Oil (WTI/Brent): Extended losses early as OPEC+ confirmed September supply hikes, then steadied midweek on softer USD.

Copper: Remained under pressure on China demand concerns and tariff risk, slipping marginally on the week.

6. Rates & Credit — Curve Re-steepening on Fed Pivot Bets

Treasury yields collapsed up to 25 bps post-payrolls, led by the front end, steepening the 2s–10s spread by 10 bps to +51.5 bps — the sharpest steepening in months. Investment-grade spreads widened midweek on equity weakness but retraced by Friday as dovish Fed bets took hold.

7. UK & Eurozone — Diverging Policy Tones

BoE: Delivered a 25 bp cut to 4%, but the narrow 5-4 vote and Ramsden’s QT impact comment kept GBP supported.

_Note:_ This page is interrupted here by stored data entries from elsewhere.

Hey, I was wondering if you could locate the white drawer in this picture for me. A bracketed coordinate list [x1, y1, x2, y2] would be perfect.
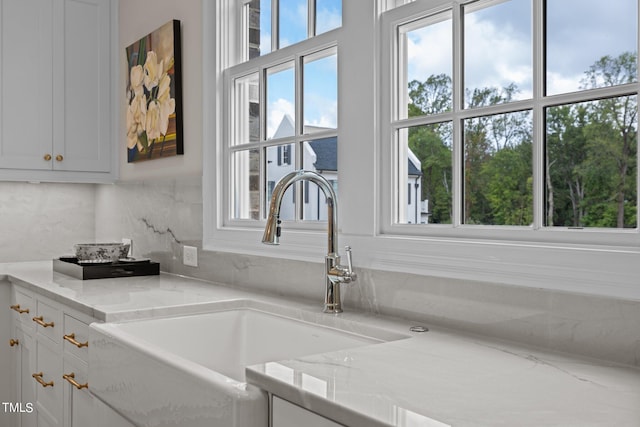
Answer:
[63, 314, 90, 362]
[33, 299, 62, 344]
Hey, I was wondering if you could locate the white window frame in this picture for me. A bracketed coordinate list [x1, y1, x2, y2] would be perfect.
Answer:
[381, 0, 640, 244]
[203, 0, 346, 261]
[204, 0, 640, 300]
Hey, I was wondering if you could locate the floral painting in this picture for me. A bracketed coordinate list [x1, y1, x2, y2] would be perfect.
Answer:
[126, 20, 183, 163]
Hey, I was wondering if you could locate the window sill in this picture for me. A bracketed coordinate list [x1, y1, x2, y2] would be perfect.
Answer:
[204, 224, 640, 301]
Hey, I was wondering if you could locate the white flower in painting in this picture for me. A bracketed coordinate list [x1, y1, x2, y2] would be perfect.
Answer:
[157, 73, 175, 136]
[145, 99, 162, 141]
[143, 51, 163, 92]
[126, 93, 147, 149]
[129, 65, 144, 97]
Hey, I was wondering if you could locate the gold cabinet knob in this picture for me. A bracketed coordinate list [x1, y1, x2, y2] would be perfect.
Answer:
[9, 339, 19, 347]
[44, 154, 52, 161]
[55, 154, 64, 162]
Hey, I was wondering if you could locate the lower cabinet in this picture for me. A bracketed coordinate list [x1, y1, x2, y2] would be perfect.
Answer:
[11, 323, 36, 427]
[7, 283, 135, 427]
[272, 396, 344, 427]
[62, 355, 134, 427]
[62, 353, 91, 427]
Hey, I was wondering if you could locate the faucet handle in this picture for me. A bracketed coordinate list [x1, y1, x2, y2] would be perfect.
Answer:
[343, 246, 357, 282]
[344, 246, 353, 272]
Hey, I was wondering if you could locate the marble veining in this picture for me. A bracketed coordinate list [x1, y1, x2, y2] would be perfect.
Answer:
[139, 217, 182, 244]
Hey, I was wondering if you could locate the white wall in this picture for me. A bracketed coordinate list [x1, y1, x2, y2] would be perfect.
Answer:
[118, 0, 203, 180]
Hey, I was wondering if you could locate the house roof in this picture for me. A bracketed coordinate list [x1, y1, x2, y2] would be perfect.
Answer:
[308, 137, 422, 176]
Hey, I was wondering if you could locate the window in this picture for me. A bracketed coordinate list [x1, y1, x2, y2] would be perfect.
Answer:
[391, 0, 638, 234]
[229, 1, 340, 223]
[205, 1, 640, 298]
[243, 0, 342, 58]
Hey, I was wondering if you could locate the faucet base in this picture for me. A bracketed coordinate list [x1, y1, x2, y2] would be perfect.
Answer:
[323, 304, 343, 314]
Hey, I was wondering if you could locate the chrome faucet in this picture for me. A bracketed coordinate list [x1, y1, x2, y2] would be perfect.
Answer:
[262, 170, 357, 313]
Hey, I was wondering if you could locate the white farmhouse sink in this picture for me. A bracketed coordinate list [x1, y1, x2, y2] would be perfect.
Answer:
[89, 300, 407, 427]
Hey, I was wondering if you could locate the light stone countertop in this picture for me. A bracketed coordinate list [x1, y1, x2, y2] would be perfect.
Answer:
[2, 261, 639, 427]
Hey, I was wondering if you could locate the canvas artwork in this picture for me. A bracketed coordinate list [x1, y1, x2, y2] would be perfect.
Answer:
[125, 20, 183, 163]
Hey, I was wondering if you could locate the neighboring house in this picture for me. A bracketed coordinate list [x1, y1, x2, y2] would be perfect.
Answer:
[267, 115, 427, 223]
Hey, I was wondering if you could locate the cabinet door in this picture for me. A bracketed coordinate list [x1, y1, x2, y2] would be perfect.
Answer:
[53, 0, 111, 173]
[2, 282, 14, 407]
[62, 355, 91, 427]
[0, 0, 54, 170]
[34, 337, 62, 427]
[14, 325, 37, 427]
[272, 397, 343, 427]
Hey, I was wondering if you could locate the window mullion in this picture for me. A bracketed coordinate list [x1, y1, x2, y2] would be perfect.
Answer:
[272, 0, 279, 51]
[259, 65, 268, 219]
[295, 54, 304, 220]
[532, 0, 545, 229]
[452, 2, 463, 227]
[309, 0, 316, 38]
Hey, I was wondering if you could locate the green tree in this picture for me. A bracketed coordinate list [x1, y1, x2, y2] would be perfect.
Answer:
[464, 84, 532, 225]
[547, 52, 638, 228]
[546, 104, 590, 226]
[580, 53, 637, 228]
[407, 74, 453, 223]
[482, 140, 533, 225]
[408, 124, 452, 223]
[408, 74, 452, 116]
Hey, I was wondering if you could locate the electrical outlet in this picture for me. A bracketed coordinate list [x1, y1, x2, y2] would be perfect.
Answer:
[183, 245, 198, 267]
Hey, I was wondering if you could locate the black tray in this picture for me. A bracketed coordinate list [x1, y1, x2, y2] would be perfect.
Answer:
[53, 257, 160, 280]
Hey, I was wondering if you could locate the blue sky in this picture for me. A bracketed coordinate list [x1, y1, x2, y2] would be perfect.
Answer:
[264, 0, 341, 138]
[407, 0, 638, 98]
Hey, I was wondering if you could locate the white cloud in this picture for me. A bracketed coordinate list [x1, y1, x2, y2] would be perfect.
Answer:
[405, 7, 534, 99]
[546, 71, 583, 96]
[267, 98, 295, 139]
[406, 19, 452, 82]
[304, 97, 337, 129]
[316, 6, 341, 34]
[463, 14, 532, 96]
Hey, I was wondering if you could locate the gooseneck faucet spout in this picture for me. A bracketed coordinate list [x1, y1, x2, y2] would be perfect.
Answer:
[262, 170, 357, 313]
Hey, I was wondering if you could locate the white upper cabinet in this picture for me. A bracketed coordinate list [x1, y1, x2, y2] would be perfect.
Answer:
[0, 0, 53, 171]
[55, 0, 112, 174]
[0, 0, 116, 182]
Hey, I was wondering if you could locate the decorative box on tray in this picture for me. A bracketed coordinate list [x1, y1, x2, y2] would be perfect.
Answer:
[53, 257, 160, 280]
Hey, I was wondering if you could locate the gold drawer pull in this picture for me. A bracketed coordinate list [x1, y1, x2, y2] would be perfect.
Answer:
[9, 339, 19, 347]
[10, 304, 30, 314]
[63, 333, 88, 348]
[63, 373, 88, 390]
[44, 154, 52, 161]
[55, 154, 64, 162]
[32, 372, 54, 388]
[32, 316, 55, 328]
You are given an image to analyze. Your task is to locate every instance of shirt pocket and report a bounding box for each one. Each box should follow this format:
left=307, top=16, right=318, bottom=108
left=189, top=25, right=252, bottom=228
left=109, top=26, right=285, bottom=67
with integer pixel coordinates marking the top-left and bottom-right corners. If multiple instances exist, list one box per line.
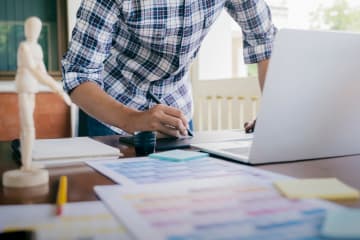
left=123, top=3, right=167, bottom=43
left=127, top=21, right=167, bottom=43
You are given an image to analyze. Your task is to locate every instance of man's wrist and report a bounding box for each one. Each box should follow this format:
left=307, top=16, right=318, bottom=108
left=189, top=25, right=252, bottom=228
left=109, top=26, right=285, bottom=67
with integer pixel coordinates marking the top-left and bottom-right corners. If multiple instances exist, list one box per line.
left=116, top=105, right=140, bottom=134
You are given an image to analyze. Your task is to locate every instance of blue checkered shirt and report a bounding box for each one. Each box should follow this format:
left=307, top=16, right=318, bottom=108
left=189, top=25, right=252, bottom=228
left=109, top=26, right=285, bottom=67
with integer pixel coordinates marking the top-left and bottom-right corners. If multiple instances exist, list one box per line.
left=62, top=0, right=277, bottom=134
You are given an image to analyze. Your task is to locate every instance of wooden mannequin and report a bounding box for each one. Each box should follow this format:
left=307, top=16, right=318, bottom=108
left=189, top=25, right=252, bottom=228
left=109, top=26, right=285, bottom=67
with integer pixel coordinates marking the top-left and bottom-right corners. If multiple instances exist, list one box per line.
left=3, top=17, right=71, bottom=187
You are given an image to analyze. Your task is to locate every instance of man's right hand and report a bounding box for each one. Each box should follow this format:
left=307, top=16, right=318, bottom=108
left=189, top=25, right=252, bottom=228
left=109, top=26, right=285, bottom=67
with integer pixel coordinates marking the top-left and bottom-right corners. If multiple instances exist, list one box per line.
left=126, top=104, right=189, bottom=137
left=70, top=82, right=189, bottom=137
left=244, top=119, right=256, bottom=133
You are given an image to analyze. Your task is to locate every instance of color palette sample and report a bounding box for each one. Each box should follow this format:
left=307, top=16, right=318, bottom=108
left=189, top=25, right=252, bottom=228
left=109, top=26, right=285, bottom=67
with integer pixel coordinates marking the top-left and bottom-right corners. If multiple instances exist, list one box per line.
left=96, top=178, right=338, bottom=240
left=149, top=150, right=209, bottom=162
left=87, top=156, right=278, bottom=186
left=321, top=209, right=360, bottom=239
left=0, top=201, right=131, bottom=240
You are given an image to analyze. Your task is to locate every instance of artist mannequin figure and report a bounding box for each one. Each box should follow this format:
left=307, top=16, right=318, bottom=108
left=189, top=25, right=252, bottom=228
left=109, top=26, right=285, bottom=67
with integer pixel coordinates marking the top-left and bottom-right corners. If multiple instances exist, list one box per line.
left=3, top=17, right=71, bottom=187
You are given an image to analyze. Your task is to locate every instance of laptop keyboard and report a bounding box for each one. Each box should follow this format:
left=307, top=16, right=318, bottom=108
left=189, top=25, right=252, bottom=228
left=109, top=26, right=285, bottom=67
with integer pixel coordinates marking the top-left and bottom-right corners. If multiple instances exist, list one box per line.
left=222, top=147, right=251, bottom=156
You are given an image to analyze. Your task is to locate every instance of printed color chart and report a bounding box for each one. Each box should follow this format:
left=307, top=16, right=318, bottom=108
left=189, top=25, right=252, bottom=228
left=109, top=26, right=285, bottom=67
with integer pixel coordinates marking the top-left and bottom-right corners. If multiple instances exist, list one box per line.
left=0, top=201, right=131, bottom=240
left=96, top=178, right=337, bottom=240
left=87, top=156, right=280, bottom=186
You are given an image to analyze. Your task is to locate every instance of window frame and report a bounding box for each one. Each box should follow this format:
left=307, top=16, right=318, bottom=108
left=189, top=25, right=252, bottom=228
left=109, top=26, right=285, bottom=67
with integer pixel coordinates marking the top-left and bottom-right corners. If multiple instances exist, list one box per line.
left=0, top=0, right=68, bottom=81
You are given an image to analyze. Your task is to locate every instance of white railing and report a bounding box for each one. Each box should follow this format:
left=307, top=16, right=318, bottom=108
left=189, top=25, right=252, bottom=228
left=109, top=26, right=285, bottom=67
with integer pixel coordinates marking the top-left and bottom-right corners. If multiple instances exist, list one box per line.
left=192, top=77, right=261, bottom=131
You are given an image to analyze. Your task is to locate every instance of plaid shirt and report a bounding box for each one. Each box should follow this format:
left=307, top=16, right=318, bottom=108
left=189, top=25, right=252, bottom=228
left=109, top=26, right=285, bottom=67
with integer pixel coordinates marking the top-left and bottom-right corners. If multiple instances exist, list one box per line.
left=62, top=0, right=277, bottom=134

ECB: No policy change, but softer EU retail sales (1.9% YoY) and PMI misses underlined downside risks for the euro.

8. Key Risks Ahead

Tariff Deadlines: August 8 Russia ceasefire-linked oil tariff trigger.

Fed Messaging: Jackson Hole symposium and CPI print could reshape cut expectations.

Geopolitical Flashpoints: India’s trade retaliation potential; EU-U.S. auto tariff resolution path.

Data Catalysts: U.S. CPI, retail sales; Eurozone PMIs.

9. Takeaways for Traders

FX: Favor EUR/USD dip-buys above 1.1560; sell USD/JPY rallies into 148–149.

Rates: Curve steepeners remain attractive into Fed pivot scenarios.

Commodities: Gold dips to $3,310–3,300 likely supported; oil shorts vulnerable to OPEC+ supply revision chatter.

Equities: Position for volatility spikes around tariff headlines; overweight defensives until policy clarity emerges.